The human heart can be viewed as both a mechanical and an electrical device – one that contracts and pumps billions of times over an average lifespan. How does it manage to achieve this feat without lapsing into dangerous irregularities?
New research by McGill University scientists finds that the answer lies in the particular geometry of the muscle fibres of the heart wall. A collaboration led by McGill Professor Kaleem Siddiqi had shown in a 2012 study that bundles of heart muscle cells bend and twist together in a geometrical pattern known as a “generalized helicoid” – an arrangement known to provide mechanical strength in biological materials such as insect cuticle.
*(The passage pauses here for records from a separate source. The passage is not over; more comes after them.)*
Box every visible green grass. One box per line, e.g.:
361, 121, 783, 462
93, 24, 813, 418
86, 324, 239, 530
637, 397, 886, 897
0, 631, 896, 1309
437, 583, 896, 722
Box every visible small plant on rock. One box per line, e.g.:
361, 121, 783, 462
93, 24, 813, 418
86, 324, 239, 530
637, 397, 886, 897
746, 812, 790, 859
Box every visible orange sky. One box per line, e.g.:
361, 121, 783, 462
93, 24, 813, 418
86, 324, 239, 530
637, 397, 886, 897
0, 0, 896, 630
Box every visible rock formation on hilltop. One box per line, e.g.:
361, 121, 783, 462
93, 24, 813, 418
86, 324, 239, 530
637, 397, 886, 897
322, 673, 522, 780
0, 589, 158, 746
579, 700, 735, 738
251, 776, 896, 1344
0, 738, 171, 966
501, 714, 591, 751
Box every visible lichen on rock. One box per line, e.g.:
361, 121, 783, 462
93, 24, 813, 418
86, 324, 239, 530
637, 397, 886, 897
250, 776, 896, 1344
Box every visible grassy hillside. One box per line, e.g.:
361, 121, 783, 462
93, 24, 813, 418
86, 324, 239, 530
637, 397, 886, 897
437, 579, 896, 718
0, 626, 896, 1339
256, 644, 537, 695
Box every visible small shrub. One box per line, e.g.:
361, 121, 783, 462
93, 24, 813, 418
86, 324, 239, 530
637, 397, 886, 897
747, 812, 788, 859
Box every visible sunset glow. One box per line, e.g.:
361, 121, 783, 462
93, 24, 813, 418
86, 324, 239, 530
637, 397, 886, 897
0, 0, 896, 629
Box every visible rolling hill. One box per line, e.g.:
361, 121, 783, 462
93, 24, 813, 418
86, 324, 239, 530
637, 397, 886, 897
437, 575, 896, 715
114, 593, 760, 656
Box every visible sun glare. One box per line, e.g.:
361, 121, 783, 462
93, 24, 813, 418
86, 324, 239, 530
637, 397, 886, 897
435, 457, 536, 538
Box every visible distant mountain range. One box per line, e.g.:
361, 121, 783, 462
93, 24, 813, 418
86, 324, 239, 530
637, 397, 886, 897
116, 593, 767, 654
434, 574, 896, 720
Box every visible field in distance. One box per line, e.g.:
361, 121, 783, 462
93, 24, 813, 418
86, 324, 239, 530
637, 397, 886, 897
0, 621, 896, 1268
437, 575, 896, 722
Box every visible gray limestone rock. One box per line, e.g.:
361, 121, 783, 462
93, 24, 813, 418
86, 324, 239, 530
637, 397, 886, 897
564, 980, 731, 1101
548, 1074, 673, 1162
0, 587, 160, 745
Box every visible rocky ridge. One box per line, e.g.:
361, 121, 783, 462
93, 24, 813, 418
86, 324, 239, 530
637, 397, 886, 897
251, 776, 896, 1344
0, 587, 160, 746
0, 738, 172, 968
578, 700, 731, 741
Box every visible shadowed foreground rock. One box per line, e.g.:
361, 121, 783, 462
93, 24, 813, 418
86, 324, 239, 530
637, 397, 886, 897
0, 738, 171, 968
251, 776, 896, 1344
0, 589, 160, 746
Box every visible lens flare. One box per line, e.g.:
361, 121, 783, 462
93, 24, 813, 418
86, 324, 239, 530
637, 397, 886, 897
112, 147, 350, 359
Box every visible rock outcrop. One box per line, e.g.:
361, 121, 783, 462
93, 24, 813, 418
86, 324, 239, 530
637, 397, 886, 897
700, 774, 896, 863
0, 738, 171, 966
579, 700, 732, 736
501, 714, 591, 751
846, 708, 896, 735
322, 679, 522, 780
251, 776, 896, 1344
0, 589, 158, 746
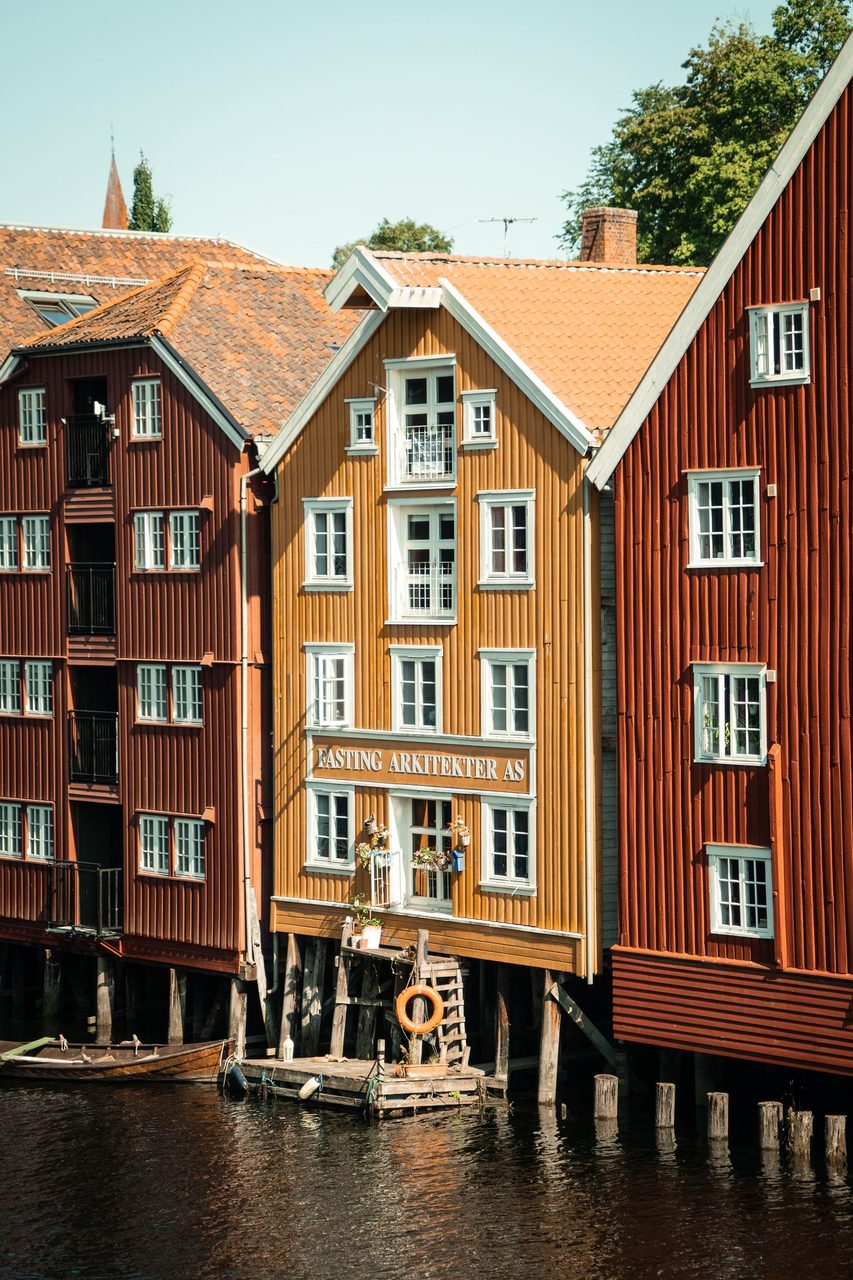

In a new paper, published May 8 in the journal Scientific Reports, Siddiqi and his students from McGill’s School of Computer Science and the Centre for Intelligent Machines used mathematical modeling and analysis to demonstrate that this arrangement of fibres also helps heart tissue conduct electrical signals reliably. The lead author of the article, Tristan Aumentado-Armstrong, was a McGill undergraduate at the time the research was carried out. “Cardiac tissue is unique in that mechanical resilience must coexist with active contraction and signal propagation,” Siddiqi says. “Our analysis shows that nature has used helicoidal geometry to satisfy both the electrical and mechanical requirements of the heart.”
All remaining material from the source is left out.